Em que pese o Personalismo mounierista ter perdido bastante seu impacto político e
sua força de inspiração filosófica nos contextos socio-culturais do Ocidente, vítima que foi
de cerrado questionamento ideológico, ele constitui, na verdade, um referencial filosófico de
extrema relevância. Todas as conquistas teóricas que hoje têm ganhado reconhecimento no
contexto da filosofia pós-moderna, por exemplo, foram antecipadas pelo Personalismo na
primeira metade do século XX. Mas, a humanidade jamais conseguirá superar seus graves
problemas se não decidir apoiar-se numa concepção antropológica em que a dignidade do ser
humano, como pessoa livre e encarnada, tornando-a referência norteadora de todas as suas
ações, individuais e coletivas. Não se trata de elaborar novas metanarrativas, mas de
reconhecer a dignidade humana como o valor fonte para a ação que constrói a história.
À luz das referências filosóficas do Personalismo, cabe insistir que a educação não
pode ser concebida apenas um processo institucional, seu lado visível, mas fundamentalmente
como um investimento formativo do humano, seja na particularidade da relação pedagógica
pessoal, seja no âmbito da relação social coletiva. As intervenções educacionais, mediadoras
universais e insubstituíveis da formação humana, ancoram-se na condição da educabilidade
do homem. O que está em pauta não é só a habilitação técnica mas uma autêntica Bildung, a
formação de uma personalidade integral, o investimento sistemático e intencionalizado na
construção do humano no homem, sua humanização, sua personalização.

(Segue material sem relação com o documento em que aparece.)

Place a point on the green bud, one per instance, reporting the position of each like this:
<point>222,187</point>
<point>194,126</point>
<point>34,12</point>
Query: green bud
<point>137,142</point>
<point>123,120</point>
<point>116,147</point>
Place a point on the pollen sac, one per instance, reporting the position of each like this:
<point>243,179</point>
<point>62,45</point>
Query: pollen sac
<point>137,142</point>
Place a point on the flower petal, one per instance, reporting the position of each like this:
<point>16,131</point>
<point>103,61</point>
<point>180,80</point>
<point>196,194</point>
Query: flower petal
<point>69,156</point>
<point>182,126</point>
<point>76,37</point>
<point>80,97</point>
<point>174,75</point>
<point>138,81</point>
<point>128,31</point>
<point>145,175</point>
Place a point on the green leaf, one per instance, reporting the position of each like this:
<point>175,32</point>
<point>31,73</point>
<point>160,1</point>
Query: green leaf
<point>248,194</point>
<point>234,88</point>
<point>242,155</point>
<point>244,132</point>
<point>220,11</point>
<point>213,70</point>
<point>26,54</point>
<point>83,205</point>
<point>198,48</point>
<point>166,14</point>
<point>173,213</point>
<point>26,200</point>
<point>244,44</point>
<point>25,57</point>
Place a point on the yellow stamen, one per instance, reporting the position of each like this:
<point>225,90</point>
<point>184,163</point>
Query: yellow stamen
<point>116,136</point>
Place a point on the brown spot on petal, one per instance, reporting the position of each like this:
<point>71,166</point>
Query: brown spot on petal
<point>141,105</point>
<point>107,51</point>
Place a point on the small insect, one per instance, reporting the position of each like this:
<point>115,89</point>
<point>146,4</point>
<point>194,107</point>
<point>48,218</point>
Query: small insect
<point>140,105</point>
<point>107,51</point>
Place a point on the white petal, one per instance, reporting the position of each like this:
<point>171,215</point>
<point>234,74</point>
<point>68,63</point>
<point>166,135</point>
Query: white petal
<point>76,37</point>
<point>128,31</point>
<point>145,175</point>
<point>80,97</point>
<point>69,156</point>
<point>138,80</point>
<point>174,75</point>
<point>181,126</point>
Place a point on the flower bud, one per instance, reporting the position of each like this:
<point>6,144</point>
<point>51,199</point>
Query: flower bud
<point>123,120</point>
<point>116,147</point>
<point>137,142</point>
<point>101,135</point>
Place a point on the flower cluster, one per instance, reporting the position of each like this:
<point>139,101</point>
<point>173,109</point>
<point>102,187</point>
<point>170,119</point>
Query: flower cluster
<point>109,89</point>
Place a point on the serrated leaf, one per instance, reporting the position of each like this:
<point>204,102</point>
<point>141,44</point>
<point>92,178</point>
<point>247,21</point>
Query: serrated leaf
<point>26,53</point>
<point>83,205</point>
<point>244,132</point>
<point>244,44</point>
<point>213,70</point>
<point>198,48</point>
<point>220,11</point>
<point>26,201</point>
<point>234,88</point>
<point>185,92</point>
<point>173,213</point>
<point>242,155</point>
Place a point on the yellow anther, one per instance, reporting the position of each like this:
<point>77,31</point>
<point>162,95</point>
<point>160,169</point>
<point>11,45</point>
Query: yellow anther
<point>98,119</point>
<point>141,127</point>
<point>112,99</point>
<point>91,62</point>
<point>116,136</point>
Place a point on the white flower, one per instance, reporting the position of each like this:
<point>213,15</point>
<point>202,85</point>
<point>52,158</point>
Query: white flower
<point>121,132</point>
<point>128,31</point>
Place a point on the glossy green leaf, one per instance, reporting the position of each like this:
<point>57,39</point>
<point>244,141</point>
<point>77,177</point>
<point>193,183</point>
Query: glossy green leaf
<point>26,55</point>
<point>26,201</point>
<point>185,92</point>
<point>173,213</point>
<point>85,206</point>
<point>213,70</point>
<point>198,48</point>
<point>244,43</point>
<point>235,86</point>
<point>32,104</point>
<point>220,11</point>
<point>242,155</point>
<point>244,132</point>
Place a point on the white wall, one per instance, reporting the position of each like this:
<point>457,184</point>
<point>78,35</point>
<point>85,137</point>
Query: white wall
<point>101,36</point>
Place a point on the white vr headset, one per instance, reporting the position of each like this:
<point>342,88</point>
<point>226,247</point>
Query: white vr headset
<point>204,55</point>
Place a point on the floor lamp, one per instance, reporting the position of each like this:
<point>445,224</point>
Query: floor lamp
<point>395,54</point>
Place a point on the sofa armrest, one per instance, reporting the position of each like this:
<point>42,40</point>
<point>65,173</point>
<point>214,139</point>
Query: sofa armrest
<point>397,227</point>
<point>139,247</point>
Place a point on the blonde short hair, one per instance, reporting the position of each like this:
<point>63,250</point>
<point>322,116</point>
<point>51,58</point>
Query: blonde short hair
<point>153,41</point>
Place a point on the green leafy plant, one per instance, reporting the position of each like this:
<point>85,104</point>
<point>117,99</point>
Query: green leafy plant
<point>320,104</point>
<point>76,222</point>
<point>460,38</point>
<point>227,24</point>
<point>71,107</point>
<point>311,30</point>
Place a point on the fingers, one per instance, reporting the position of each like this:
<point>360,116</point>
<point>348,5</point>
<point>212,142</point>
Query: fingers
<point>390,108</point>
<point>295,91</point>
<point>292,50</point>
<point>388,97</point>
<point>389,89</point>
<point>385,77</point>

Assim, é também por exigência ética que a atividade profissional dos educadores deve
se conceber e se realizar como investimento intencional sistematizado na consolidação das
forças construtivas das mediações existenciais dos homens. É isto que lhe dá, aliás, a sua
qualificação ética. O investimento na formação e na atuação profissional do educador não
pode, pois, reduzir-se a uma suposta qualificação puramente técnica. Ela precisa ser também
política, isto é, expressar sensibilidade às condições histórico-sociais da existência dos
sujeitos envolvidos na educação. E é sendo política que a atividade profissional se tornará
intrinsecamente ética.
também aos desafios que a educação brasileira precisa enfrentar para cumprir sua missão
intrínseca que é aquela de investir nas forças construtivas das práticas relacionadas ao
trabalho, à vida social e à cultura simbólica. O que se constata, todavia, a respeito da
educação brasileira, é que ela se encontra numa situação ainda muito deficitária, não só do
ponto de vista quantitativo, mas também do ponto de vista qualitativo. O deficit educacional
se apresenta em números muito elevados, uma vez que a efetiva prestação educacional é
ainda limitada e se expressa igualmente pela baixa qualidade da educação institucionalizada
que é oferecida.
Tal situação demanda de todos nós, sensíveis ao valor da dignidade da pessoa humana
e, portanto, de sua atitude ética, é o compromisso de fazer a prática político-educativa tornar-
se um investimento competente para a consolidação das condições de trabalho, para a
construção da cidadania, na esfera da vida pessoal e da democracia, na esfera da vida social, e
para a expansão da cultura simbólica, utilizando todos os recursos disponíveis e, de modo
especial, o instrumento do conhecimento. A educação é paideia/politeia, é movimento destinado
a despertar as pessoas históricas para seu compromisso historial, para refazerem então o
renascimento.
Conclusão
A análise que Mounier fez da civilização ocidental dos meados do século XX se aplica
perfeitamente ao que acontece hoje no Brasil, que não conseguiu implementar um projeto
civilizatório mais abrangente. Certamente, é preciso ainda fazer seu renascimento,
compreendendo, com isso, superar todos os índices de opressão, de exclusão, de pobreza e de
miséria, de modo que o ser possa superar o ter.
O que se pode perceber então é que aquilo de melhor que é pensado e realizado, hoje,
na esfera educacional, retoma essencialmente a inspiração madura, crítica e construtiva do
pensamento personalista que propõe e consolida um projeto humanista de transformação
qualitativa de toda nossa realidade individual e social.